The parties fulfilled their advertising roles for almost two years with Innovative paying a total of $331,818.12 to the actor. But in June 2011, Bernsen said Innovative’s managing director orally terminated the contract. The company stopped paying Bernsen but, as late as September 2011, continued airing certain Bernsen television commercials and featuring his photographs, recorded messages and video clips on the internet.
Innovative moved for summary judgment, arguing that Bernsen violated the contract’s morality clause by publicly discussing his sex life, drug use, and involvement in a bar altercation. Bernsen responded that the company knew about these things and, by saying nothing and continuing to use his services for over a year thereafter, waived the right to later terminate the contract based on the morality clause. Innovative then pointed to the contract’s non-waiver clause.

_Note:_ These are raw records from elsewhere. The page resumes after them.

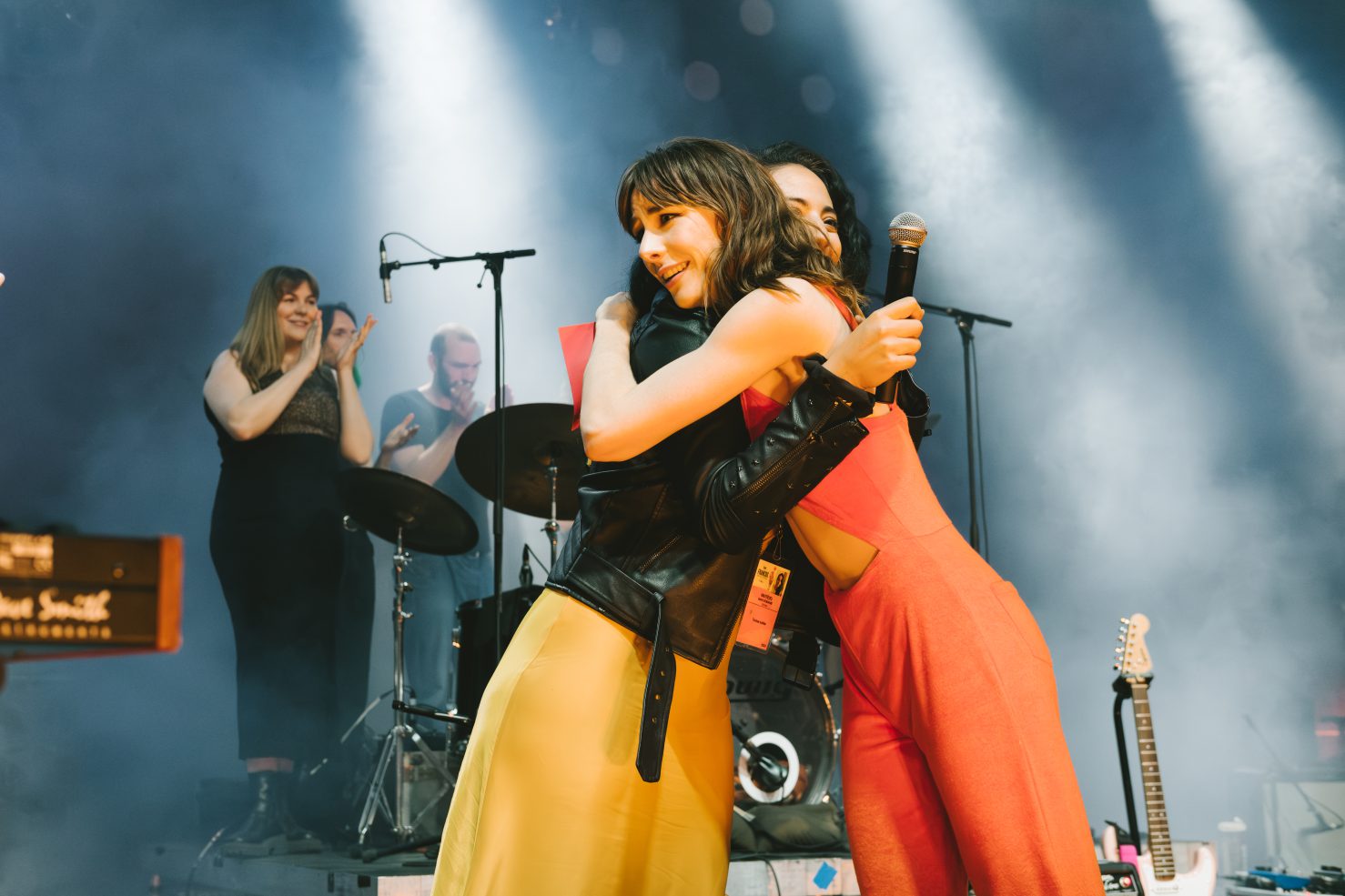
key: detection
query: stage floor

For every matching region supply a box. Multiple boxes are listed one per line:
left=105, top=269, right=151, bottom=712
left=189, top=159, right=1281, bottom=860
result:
left=153, top=846, right=859, bottom=896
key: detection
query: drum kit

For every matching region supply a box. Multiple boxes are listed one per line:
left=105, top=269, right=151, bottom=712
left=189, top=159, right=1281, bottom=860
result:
left=338, top=404, right=839, bottom=846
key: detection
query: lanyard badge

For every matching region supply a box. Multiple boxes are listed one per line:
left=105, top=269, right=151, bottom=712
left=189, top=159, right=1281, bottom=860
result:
left=738, top=559, right=790, bottom=652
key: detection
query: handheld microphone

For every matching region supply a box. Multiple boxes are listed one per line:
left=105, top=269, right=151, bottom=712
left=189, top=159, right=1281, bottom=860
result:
left=875, top=211, right=929, bottom=405
left=518, top=545, right=532, bottom=588
left=378, top=239, right=393, bottom=306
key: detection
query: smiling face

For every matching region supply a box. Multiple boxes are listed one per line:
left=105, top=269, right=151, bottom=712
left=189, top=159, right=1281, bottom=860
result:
left=771, top=163, right=841, bottom=264
left=323, top=308, right=355, bottom=367
left=276, top=280, right=318, bottom=346
left=630, top=192, right=721, bottom=308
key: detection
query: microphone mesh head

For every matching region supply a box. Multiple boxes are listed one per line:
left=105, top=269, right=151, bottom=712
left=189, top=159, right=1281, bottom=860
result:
left=887, top=211, right=929, bottom=249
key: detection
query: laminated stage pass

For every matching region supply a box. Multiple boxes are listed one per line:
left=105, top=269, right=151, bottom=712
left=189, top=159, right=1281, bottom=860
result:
left=738, top=559, right=790, bottom=651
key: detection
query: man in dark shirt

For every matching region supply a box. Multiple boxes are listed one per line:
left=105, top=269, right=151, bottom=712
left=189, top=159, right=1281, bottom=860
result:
left=380, top=323, right=493, bottom=708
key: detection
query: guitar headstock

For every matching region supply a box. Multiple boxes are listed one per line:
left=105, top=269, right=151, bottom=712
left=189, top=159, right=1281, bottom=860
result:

The court agreed with Bernsen that non-waiver clauses, like any other contract provision, can themselves be waived. Waiver can occur through acts, conduct, or a course of dealing. While the presence of a non-waiver clause is evidence that Innovative did not intend to waive its rights, the clause was not conclusive evidence of non-waiver. Because a factual dispute remained with respect to Innovative’s intent to waive the non-waiver provision, the court denied Innovative’s motion for summary judgment.